Cosworth's return to F1 this season has not been without its troubles. Its planned deal with Team US F1 fell through when the outfit folded preseason, and it had some early troubles bedding down its relationship with Williams. But Cosworth group chief executive Tim Routsis says the situation is now much improved – especially on the Williams front as both parties have made big steps forward.
"I'm quietly proud of the job that everybody's done, but we're now working into the phase where we're really learning how to use the engine," explained Routsis, referring to the techniques engine makers have to look at to help teams exploit blown diffusers. "I think both Williams and ourselves would say that there were times at the beginning of the season when we were howling at each other, but that was driven more by frustration. Neither of us are here to make up the numbers, and I think it's now a relationship that's maturing nicely.
"It always takes time for people to settle down and learn how to work together, learn where the sensitivities are, and learn where things are well received.

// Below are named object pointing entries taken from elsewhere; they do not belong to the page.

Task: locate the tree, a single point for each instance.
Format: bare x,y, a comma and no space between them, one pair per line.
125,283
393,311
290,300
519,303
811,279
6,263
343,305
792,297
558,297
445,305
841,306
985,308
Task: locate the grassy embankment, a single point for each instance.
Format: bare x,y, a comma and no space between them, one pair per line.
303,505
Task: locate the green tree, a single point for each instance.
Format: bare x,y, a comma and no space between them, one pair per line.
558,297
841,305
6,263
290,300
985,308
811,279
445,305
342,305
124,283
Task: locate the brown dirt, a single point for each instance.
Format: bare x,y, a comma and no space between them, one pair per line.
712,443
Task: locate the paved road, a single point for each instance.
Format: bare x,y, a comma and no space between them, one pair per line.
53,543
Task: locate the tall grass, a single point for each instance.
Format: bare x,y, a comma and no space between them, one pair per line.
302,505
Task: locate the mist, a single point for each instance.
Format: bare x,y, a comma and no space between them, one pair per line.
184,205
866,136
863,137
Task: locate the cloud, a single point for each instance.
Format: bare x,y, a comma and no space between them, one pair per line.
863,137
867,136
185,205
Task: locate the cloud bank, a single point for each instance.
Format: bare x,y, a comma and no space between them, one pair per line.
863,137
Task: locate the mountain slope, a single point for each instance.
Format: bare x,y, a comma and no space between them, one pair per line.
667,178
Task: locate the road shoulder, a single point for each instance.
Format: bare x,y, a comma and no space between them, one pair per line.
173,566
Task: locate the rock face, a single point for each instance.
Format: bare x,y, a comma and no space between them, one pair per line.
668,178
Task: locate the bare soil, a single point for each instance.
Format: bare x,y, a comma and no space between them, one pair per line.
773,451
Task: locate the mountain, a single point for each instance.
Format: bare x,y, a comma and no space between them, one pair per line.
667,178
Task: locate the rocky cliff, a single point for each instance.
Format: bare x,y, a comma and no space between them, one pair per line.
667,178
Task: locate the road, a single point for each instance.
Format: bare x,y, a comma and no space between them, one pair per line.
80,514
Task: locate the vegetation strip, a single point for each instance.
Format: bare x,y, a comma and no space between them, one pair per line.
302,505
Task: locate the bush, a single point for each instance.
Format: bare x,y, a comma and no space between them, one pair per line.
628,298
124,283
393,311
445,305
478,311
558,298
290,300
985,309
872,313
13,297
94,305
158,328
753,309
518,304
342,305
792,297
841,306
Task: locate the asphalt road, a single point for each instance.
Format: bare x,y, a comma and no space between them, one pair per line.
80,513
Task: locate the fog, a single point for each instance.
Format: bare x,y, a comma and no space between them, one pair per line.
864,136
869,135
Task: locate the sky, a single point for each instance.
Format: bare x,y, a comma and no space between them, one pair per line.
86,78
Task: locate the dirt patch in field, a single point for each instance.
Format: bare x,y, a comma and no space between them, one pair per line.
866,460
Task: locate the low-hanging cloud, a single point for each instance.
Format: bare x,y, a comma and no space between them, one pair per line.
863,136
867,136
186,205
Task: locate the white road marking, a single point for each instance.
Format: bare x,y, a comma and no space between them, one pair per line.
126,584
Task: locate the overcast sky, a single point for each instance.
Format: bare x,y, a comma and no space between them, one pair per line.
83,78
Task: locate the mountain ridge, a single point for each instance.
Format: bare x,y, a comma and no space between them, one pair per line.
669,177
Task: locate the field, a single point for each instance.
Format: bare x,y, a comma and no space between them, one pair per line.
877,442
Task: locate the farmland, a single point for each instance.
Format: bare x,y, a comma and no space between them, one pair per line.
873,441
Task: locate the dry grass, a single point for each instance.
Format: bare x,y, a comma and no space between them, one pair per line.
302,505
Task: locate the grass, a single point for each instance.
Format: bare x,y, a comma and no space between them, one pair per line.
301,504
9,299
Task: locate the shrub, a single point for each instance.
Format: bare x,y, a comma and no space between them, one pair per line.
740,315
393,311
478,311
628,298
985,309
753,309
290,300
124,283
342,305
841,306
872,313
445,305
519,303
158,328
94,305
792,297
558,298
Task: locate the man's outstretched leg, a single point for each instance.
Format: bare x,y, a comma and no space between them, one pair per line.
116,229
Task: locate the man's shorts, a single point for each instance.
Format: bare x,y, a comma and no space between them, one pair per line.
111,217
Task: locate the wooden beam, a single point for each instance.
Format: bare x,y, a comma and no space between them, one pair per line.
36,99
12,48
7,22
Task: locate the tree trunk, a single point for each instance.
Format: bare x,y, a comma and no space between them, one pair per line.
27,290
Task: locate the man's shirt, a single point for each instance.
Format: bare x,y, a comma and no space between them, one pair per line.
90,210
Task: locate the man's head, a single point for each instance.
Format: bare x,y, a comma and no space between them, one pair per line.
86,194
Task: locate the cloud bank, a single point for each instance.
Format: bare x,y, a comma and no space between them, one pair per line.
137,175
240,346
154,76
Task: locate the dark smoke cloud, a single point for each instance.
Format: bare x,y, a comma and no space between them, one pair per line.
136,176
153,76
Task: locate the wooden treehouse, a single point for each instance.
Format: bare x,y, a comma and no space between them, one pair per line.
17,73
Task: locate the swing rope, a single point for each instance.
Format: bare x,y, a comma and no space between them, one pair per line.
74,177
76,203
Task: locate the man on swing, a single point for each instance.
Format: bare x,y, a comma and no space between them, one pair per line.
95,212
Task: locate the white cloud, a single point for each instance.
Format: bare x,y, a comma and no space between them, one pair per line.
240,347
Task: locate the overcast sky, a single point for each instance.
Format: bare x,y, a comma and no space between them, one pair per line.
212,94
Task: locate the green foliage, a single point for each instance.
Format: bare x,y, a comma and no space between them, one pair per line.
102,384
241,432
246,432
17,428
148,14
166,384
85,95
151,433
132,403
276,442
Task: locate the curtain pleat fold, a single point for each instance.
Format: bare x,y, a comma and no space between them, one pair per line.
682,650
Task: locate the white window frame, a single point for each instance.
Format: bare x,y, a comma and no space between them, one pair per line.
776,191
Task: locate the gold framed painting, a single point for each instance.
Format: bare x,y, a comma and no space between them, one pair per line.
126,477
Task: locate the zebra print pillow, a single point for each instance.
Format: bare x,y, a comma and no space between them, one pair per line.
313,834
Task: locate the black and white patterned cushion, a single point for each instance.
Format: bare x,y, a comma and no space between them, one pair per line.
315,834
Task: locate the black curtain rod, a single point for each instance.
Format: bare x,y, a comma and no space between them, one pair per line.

I think we're now in that phase. You know, no doubt at all, that improving results on track always does wonders for a relationship."
Despite losing Lotus at the end of this year, Routsis says that Cosworth's commercial situation remains strong – and thinks there are plenty of opportunities for it to expand its deals in the future.
"There's a recognition throughout the grid that there isn't a significant performance advantage to be had, but reliability varies tremendously across the engine providers, and we've got the most reliable engine, and that's very attractive," he said. "We not only provide an engine that's competitive and reliable, but actually is produced very economically. We provide a very good financial solution as well. You don't need to be a rocket scientist to figure out teams are very interested."
Routsis also reckons that if the negotiations it had with Red Bull Racing at the end of last year had come after it had shown what it could do, then its dealings with the team may have had a different outcome.
"We had a lot of conversations with Red Bull, but obviously at the time we were at a bit of a disadvantage because we were talking about what we were going to do, not about what we had done. I think if we'd been able to wind the clock forward 12 months, things would have been different."
Routsis made it clear that Cosworth's F1 future was not dependent on it being able to supply more than one team – which means its presence does not depend on the new teams surviving.
"It was a question we looked at long and hard when we considered coming back," he said. "New teams in motorsport are a high-risk business, for all the reasons we understand. So we structured our contracts so that they were completely standalone. We don't have any objection to supplying just one team if that's what it comes to, and we can clearly supply a much greater percentage of the grid if that's what's required as well."